Rabat - The streets of Rabat are filled with a robust bustle that can only mean one thing: Mawazine is back.
Rabat – The streets of Rabat are filled with a robust bustle that can only mean one thing: Mawazine is back.
Now in its thirteenth year, the free, ten-day annual music festival opened last night in the Moroccan capital amidst a spirit of lively anticipation and excitement. Each year, high-profile international artists and beloved regional performers join local groups in a mélange of musical styles that never fails to encapsulate Mawazine’s motto: “rhythms of the world.”
The festival’s outdoor stages are spread out around the city, designated by genre. Salé hosts Moroccan artists, while African artists perform at Bouregreg and Oriental artists at Nahda. Special world music performances will take place at Chellah, in addition to discovery music at the National Theatre Mohammad V and Tarab music at the Renaissance Cultural Center. One of the biggest names on this year’s bill, American pop singer Justin Timberlake, opened the festival Friday night at the international stage in Souissi.
Throngs of Moroccans and foreigners alike joined Rabatis who came out to see Timberlake’s first performance in the country. The annual opportunity to see such a high-profile musician perform for free was met with a great deal of expectation from the audience, which included groups of young people as well as couples and families. Attendees reminisced about their favorite international performances over the last few years, from Kanye West and Rihanna to Yusuf Islam. Many listed off the songs they hoped to hear, from early tracks like Rock Your Body and Senorita to classic standbys like Sexyback.
Timberlake’s performance began with a great deal of enthusiasm, as audience members cheered, clapped and screamed when he came on stage. Many danced and sang along as he performed his most famous songs. However, some expressed disappointment with Timberlake’s stage presence, noting a general lack of enthusiasm and audience engagement from the nine-time Grammy winner. “It seemed like he was annoyed with the audience; they didn’t clap along and repeat the lines he asked them to,” said one audience member.
Others mused that perhaps the crowd was turned off by his covers of other musicians’ songs. “We’re not going to sing along to a Michael Jackson song or an Elvis song… When I go to a Justin Timberlake concert I want to hear Justin Timberlake songs.” Despite the mild disappointment, the atmosphere of celebration prevailed and attendees predicted which performances would prove more successful. “I can’t wait to see Alicia Keys. She’ll put on a great live show,” commented one attendee as she left the concert grounds.

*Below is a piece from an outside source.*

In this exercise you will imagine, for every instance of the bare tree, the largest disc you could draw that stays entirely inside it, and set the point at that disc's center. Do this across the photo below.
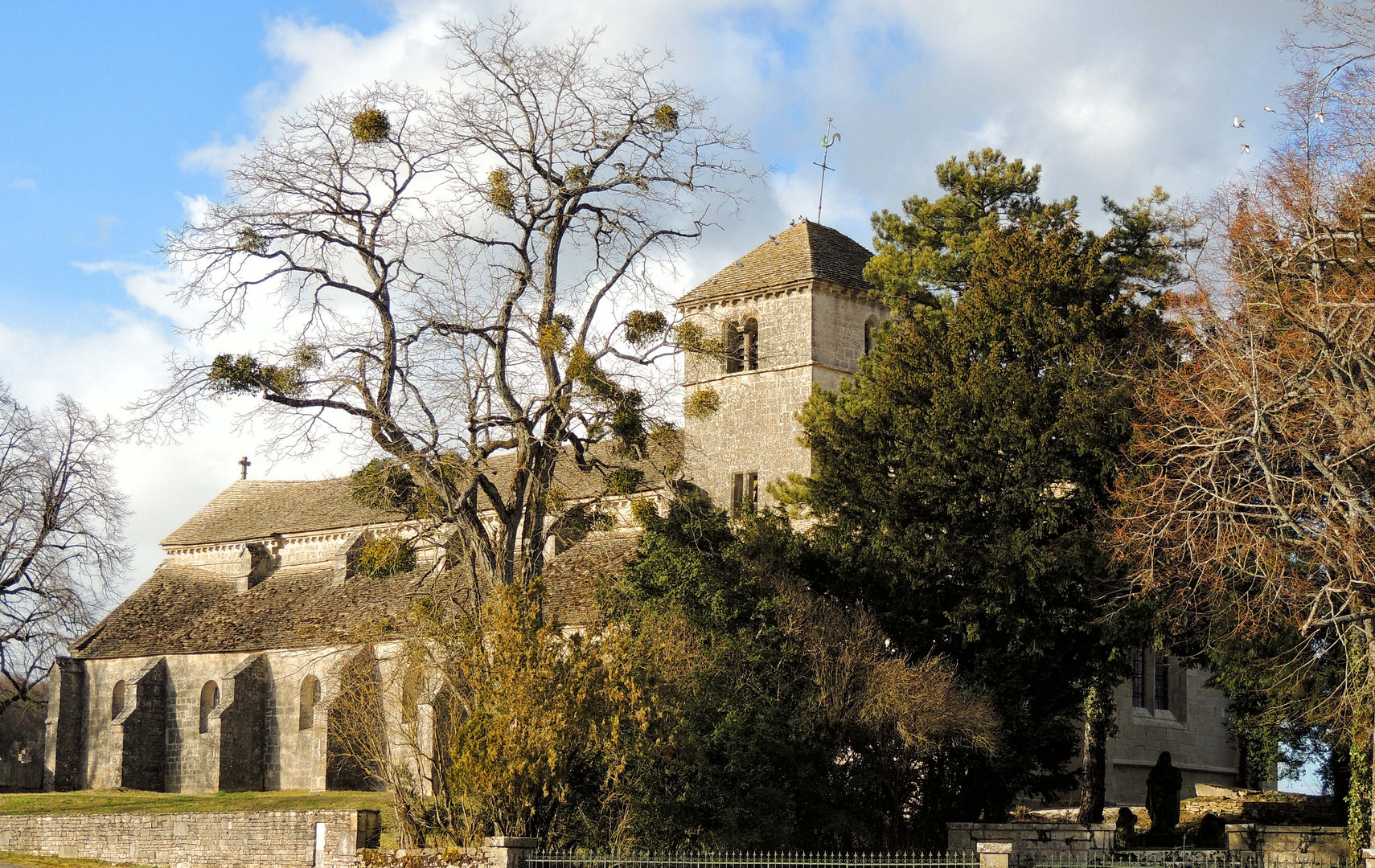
(457, 273)
(61, 523)
(1251, 503)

While the big-name international performances can be hit-or-miss, many see the festival as more of an opportunity for Moroccan artists to shine in front of a wide audience. “I’m usually more impressed with the local groups,” one attendee said, noting that their shows are often more personal and energetic than Timberlake’s route performance. Among the variety of Moroccan performers who will perform at the Salé stage this year are rapper Masta Flow, twin sisters Safaâ and Hanaâ, and Amazigh fusion group Tifyour.